Perhaps, just maybe, the intentions were good — but the intellectual honesty wasn’t. Note that presenting what they’re sure “you really mean” is what leftists do with conservatives continually. They can say that Daily Wire podcaster Michael Knowles called for “transgender” people’s eradication at CPAC — when he merely said “transgenderism” (the ideology) must be deep-sixed — because they’re certain that’s what he “really means.” They will call you a racist, sexist, fascist, intolerant, or some other pejorative, even though you never said anything warranting such, because they know what you “really mean.” They’d be great on a jury — in a kangaroo court. Who would need evidence when these clairvoyants could divine that when the defendant pleaded “not guilty” he really meant “guilty”?

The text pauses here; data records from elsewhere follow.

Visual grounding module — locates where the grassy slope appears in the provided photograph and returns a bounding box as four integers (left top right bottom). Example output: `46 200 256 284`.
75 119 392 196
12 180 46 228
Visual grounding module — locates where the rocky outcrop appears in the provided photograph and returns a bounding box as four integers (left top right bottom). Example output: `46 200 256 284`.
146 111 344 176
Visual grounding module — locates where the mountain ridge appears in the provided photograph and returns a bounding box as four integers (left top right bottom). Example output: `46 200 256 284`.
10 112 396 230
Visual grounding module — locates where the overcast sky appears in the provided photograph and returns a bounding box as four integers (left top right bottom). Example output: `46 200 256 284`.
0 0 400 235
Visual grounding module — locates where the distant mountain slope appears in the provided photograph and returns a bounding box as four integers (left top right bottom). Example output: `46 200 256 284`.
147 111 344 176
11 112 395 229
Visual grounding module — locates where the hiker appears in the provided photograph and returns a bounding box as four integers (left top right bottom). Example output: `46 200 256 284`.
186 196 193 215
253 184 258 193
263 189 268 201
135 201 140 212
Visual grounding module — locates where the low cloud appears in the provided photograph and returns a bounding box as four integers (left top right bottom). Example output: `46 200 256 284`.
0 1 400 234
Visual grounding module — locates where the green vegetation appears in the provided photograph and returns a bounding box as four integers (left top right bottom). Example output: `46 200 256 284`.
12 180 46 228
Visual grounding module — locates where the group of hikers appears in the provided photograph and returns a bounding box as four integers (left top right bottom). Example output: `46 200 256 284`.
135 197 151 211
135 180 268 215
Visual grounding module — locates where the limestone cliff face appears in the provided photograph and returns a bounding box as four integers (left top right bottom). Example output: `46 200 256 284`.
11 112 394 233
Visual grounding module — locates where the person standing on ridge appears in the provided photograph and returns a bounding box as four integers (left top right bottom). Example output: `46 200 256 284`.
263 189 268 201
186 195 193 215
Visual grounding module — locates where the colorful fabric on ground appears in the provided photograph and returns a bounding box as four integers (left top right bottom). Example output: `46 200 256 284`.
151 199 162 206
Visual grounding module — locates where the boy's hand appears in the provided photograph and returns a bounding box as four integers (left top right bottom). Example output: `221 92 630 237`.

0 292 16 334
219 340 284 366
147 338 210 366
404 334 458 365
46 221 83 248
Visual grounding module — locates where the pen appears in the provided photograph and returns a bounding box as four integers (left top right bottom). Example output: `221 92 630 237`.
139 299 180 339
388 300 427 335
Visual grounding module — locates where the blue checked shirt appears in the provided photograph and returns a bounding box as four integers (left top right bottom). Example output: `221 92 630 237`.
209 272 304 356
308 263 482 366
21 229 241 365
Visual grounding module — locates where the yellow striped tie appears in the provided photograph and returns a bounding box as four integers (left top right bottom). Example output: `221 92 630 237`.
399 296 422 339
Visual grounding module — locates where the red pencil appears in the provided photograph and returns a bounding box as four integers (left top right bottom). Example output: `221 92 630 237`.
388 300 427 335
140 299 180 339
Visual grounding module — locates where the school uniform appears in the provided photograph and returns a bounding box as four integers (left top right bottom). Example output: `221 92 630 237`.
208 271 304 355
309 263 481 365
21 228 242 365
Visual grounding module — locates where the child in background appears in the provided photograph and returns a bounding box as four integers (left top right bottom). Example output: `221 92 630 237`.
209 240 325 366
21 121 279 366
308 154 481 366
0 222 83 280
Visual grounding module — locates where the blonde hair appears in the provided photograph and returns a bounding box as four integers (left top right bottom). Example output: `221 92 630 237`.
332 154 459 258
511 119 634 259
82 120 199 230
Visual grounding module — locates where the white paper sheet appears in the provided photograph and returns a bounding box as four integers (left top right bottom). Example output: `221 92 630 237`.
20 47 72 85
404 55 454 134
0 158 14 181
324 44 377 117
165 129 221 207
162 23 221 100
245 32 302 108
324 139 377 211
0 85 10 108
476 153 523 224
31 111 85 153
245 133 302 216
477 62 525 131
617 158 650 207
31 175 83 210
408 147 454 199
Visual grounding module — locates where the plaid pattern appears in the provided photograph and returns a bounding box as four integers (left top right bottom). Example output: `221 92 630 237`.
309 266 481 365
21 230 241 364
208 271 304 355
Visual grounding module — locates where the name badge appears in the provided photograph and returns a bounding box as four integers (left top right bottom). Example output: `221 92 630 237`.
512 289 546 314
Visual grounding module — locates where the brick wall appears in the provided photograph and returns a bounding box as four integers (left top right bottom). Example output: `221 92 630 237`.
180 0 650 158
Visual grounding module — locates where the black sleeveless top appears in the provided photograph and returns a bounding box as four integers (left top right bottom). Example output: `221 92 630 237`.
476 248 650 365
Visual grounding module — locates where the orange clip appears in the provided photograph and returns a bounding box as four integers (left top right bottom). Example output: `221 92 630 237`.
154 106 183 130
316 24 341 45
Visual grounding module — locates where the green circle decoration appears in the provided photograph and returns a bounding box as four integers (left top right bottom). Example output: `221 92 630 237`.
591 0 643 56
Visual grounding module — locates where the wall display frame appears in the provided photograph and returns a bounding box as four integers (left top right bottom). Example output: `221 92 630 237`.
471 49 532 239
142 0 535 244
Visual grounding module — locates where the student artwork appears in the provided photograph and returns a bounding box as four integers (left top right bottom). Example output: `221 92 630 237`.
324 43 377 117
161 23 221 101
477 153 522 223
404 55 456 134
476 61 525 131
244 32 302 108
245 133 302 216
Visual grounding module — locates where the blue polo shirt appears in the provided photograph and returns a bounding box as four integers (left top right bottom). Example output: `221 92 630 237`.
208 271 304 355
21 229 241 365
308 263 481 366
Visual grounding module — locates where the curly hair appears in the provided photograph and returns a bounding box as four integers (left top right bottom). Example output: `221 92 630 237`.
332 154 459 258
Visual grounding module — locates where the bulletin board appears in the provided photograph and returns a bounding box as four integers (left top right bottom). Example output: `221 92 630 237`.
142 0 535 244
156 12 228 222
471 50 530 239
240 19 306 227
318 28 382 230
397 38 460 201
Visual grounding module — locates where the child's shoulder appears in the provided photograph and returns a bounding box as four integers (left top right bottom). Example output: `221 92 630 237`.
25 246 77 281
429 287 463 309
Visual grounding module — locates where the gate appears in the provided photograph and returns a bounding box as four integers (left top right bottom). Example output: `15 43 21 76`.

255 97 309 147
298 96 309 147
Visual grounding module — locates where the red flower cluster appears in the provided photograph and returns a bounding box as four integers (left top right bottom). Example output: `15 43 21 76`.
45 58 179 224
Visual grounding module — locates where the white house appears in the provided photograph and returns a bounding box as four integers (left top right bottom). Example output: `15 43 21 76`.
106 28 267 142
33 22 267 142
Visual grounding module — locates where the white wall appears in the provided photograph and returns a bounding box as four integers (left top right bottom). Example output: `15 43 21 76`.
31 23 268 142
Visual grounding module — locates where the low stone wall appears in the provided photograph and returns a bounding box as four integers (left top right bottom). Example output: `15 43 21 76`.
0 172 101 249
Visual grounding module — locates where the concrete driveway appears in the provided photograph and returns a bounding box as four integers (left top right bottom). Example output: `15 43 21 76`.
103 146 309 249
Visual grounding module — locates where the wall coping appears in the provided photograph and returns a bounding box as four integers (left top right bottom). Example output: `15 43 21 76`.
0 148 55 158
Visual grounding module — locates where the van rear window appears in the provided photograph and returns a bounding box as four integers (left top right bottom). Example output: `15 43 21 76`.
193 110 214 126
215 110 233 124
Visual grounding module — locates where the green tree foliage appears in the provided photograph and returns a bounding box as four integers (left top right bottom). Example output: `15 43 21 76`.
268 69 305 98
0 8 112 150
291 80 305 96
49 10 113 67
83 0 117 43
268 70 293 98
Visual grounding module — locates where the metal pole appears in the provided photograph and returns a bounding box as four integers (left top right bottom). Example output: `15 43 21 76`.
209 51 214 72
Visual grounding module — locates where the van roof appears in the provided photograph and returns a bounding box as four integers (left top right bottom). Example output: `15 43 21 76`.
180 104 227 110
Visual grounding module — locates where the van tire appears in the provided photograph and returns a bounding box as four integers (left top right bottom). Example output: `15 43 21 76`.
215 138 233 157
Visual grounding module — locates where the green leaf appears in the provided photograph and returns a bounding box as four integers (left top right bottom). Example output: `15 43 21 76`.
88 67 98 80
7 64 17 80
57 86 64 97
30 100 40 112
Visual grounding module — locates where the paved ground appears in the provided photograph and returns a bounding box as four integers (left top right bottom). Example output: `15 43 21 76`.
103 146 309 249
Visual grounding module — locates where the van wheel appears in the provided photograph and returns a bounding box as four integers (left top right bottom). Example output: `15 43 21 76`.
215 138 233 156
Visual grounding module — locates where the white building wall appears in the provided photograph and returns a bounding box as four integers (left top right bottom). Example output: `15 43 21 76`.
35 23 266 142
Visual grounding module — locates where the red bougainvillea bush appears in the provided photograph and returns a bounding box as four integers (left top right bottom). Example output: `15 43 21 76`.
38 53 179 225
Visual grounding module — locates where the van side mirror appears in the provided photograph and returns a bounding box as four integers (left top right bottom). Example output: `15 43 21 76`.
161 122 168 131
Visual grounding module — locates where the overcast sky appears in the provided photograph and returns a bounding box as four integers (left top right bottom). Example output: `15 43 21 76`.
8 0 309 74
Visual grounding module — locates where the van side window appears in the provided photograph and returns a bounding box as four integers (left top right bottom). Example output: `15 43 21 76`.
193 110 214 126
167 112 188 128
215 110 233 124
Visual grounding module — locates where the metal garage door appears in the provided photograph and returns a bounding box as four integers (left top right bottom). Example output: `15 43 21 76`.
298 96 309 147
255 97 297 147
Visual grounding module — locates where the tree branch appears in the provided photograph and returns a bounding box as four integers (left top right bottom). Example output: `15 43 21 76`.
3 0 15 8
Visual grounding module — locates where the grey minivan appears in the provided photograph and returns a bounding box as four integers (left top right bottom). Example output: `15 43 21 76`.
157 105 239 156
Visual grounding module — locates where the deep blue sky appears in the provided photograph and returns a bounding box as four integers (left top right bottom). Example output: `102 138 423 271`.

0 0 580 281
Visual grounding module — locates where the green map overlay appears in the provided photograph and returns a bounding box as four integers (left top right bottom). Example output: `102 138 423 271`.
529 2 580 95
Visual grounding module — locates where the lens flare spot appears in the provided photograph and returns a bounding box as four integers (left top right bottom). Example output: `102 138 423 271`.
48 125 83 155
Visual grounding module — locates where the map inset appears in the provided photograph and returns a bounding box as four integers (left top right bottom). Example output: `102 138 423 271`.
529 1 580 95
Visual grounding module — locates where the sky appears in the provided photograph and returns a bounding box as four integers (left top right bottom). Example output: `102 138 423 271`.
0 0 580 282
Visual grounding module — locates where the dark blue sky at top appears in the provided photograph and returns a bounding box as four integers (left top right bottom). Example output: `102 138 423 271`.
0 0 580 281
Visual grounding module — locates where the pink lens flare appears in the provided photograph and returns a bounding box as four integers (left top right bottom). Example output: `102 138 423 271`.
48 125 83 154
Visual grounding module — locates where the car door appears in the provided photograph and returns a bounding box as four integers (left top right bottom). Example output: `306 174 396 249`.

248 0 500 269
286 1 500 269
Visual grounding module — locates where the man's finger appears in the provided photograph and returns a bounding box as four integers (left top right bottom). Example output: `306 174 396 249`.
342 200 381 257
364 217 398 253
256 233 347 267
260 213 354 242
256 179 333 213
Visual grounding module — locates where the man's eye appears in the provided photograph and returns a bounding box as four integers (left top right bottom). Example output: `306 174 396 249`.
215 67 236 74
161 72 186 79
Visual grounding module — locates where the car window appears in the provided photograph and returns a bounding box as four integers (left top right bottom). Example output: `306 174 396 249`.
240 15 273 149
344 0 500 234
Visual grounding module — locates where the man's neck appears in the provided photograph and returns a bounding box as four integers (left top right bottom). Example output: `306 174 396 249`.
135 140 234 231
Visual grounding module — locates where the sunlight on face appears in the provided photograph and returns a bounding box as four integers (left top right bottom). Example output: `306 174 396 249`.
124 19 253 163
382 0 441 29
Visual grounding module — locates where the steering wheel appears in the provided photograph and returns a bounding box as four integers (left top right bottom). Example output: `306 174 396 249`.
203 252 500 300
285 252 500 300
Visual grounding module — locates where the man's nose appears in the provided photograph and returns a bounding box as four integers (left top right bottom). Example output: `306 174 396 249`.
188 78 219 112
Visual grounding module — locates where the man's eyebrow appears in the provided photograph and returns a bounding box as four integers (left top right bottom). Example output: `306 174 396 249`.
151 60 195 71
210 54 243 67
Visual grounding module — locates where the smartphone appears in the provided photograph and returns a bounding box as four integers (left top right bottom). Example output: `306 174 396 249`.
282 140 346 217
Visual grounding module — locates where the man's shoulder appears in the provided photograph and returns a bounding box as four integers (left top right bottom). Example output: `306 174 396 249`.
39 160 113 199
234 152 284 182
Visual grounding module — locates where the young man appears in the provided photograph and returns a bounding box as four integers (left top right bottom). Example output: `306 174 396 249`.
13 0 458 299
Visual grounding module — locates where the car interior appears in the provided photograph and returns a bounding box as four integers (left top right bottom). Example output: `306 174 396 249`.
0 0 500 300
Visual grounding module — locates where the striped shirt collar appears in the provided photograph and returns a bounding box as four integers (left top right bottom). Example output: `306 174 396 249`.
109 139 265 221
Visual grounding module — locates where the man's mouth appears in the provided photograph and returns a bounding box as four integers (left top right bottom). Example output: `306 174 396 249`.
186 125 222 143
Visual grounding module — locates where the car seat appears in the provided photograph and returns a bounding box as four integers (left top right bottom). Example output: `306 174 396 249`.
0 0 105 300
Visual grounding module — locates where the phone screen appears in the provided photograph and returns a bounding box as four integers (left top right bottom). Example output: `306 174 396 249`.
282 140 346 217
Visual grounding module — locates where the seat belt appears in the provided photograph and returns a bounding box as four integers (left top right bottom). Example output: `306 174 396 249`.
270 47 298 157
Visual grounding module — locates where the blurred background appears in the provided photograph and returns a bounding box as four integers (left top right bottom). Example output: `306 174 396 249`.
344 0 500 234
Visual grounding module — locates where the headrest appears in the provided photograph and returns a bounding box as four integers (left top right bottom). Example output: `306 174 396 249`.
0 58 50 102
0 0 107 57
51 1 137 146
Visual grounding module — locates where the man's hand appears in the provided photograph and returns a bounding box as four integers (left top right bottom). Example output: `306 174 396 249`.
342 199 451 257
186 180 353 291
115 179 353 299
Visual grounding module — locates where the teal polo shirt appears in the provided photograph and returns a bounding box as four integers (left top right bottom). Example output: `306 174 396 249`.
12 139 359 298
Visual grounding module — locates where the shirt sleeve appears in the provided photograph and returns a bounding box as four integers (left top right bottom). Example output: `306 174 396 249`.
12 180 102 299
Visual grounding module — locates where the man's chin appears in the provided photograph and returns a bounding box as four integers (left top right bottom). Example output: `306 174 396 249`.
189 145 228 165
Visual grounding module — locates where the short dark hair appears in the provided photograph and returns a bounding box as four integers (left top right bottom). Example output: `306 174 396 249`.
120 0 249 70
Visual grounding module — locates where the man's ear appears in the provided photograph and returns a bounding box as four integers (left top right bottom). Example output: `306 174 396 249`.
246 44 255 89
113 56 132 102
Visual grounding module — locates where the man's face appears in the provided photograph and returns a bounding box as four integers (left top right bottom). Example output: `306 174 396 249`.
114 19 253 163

But that’s called prejudice: In these leftists’ minds, their co-ideologists are brilliant and profound even when they’re dumb and shallow, while conservatives are dumb and shallow even when they’re brilliant and profound. It’s a simple formula for understanding (read: misunderstanding) the world.
There are a few more takeaways here:
- Moyers’s problems can occur when prioritizing credentialism over competence. Having the means and time to get a Ph.D. at a woke-joke propaganda mill and then landing a professorship at one, all because you have the “right” ideology, does not a wise man, or a good guest, make.
- I’ve pointed out that what’s called “leftism” isn’t actually an ideology but instead is movement toward moral disorder; it’s not surprising, then, that as we descend down a rabbit hole toward idiocracy (gravitate “left”), our liberal “scholars” move toward increasing intellectual disorder.
- The last point partially explains why today’s leftists — Sandy Cortez, Bill Gates, Al Gore, etc. — rarely if ever agree to debate their positions: They can’t back them up. Why, Democrat Katie Hobbs wouldn’t even debate Kari Lake during last year’s Arizona gubernatorial race.
In conclusion, it’s not mere prejudice to say that “leftist intellectual” is an oxymoron. “Intellectual” implies use of the intellect, and leftists operate emotionally. They can’t coherently explain their feelings because that’s all they are: feelings. They are, to paraphrase British satirist Jonathan Swift, the people who you cannot reason out of a position because they have not reasoned themselves into it.